The New South: growing less Christian

The following is an excerpt from Thomas Crane's article, "The new south, not what it once was."

"The South is changing and it's doing so fast. The South is growing at a rate five times faster than the midwest and northeast, and during the next 30 years the South will become the most populous region in the nation.

"Tyler Jones told the group gathered for the Advance the Church conference at Summit Church in Durham that evangelical churches are nowhere near close to keeping up with this type of growth. Jones, pastor of Vintage 21 Church, described the South as a region becoming increasingly less religious and more "post Christian" at a rate far faster than anywhere else in the country. More than half of the people in the South who say they are evangelical believe that many religions can lead to eternal life. Only 36 percent of southern evangelicals believe their religion to be the "one, true faith that leads to eternal life."

Advance the Church seeks to start and revitalize churches in the South. This year's conference focused on contextualizing the Gospel in the new urban South.
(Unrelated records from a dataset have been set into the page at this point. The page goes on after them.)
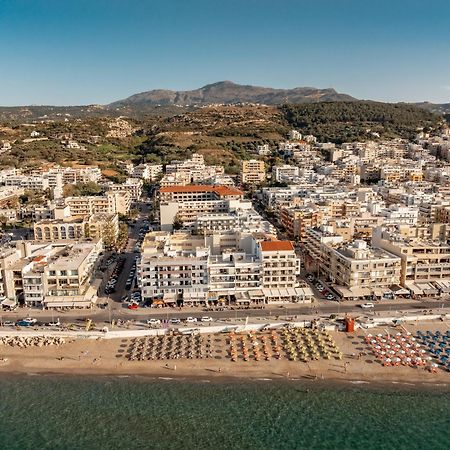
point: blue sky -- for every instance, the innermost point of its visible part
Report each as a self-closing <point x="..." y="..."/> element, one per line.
<point x="97" y="51"/>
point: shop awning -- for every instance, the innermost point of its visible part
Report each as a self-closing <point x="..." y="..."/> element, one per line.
<point x="8" y="302"/>
<point x="398" y="290"/>
<point x="414" y="288"/>
<point x="428" y="288"/>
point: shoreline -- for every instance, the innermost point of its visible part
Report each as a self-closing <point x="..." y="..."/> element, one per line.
<point x="306" y="383"/>
<point x="353" y="365"/>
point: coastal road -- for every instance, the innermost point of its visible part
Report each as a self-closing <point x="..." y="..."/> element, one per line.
<point x="269" y="314"/>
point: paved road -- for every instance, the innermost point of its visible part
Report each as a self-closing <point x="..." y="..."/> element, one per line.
<point x="272" y="313"/>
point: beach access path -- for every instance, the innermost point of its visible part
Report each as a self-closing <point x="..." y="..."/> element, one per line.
<point x="107" y="357"/>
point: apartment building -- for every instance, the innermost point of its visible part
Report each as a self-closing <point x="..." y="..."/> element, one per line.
<point x="57" y="274"/>
<point x="359" y="271"/>
<point x="280" y="264"/>
<point x="173" y="267"/>
<point x="72" y="175"/>
<point x="185" y="203"/>
<point x="253" y="171"/>
<point x="240" y="216"/>
<point x="96" y="226"/>
<point x="28" y="182"/>
<point x="194" y="169"/>
<point x="181" y="267"/>
<point x="132" y="186"/>
<point x="425" y="263"/>
<point x="109" y="203"/>
<point x="150" y="172"/>
<point x="297" y="220"/>
<point x="285" y="173"/>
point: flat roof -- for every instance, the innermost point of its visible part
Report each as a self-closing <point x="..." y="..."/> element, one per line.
<point x="275" y="246"/>
<point x="220" y="190"/>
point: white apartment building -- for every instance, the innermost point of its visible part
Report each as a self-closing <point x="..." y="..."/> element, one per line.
<point x="148" y="172"/>
<point x="132" y="185"/>
<point x="397" y="214"/>
<point x="110" y="203"/>
<point x="194" y="169"/>
<point x="31" y="182"/>
<point x="57" y="274"/>
<point x="240" y="216"/>
<point x="96" y="226"/>
<point x="186" y="203"/>
<point x="180" y="267"/>
<point x="253" y="171"/>
<point x="72" y="175"/>
<point x="263" y="150"/>
<point x="425" y="263"/>
<point x="285" y="173"/>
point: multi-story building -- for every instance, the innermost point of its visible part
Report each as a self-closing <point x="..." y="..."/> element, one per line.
<point x="110" y="203"/>
<point x="104" y="226"/>
<point x="280" y="264"/>
<point x="185" y="203"/>
<point x="57" y="274"/>
<point x="31" y="182"/>
<point x="297" y="220"/>
<point x="149" y="172"/>
<point x="192" y="269"/>
<point x="173" y="267"/>
<point x="72" y="175"/>
<point x="425" y="264"/>
<point x="253" y="171"/>
<point x="132" y="185"/>
<point x="285" y="173"/>
<point x="360" y="271"/>
<point x="240" y="216"/>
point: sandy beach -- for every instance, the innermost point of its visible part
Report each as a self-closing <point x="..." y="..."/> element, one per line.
<point x="109" y="357"/>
Quoting Billy Graham, Jones said that in the South, "we have become inoculated to the gospel." Many Christians "claim it but don’t live it" is one way to look at what is happening in the South, but Jones believes a better description is "quaint moralism." People strive to behave morally, but morality has no capacity for transforming lives. "Our goodness is our own poison," Jones said. "We think we can demand that God owes us because we have been good and moral."

Rather than being inoculated by the gospel, Jones said some in the South misunderstand the gospel. "We have reduced Christ and the gospel and it has affected our churches in every aspect," he said. Some churches are full of Christians who, although they are regenerate, have never been challenged to apply the gospel and are more moralistic than gospel-centered. Other churches are full of people who think they are Christians but are actually unregenerate. "At the heart of the issue is restoring the gospel in our churches," Jones said.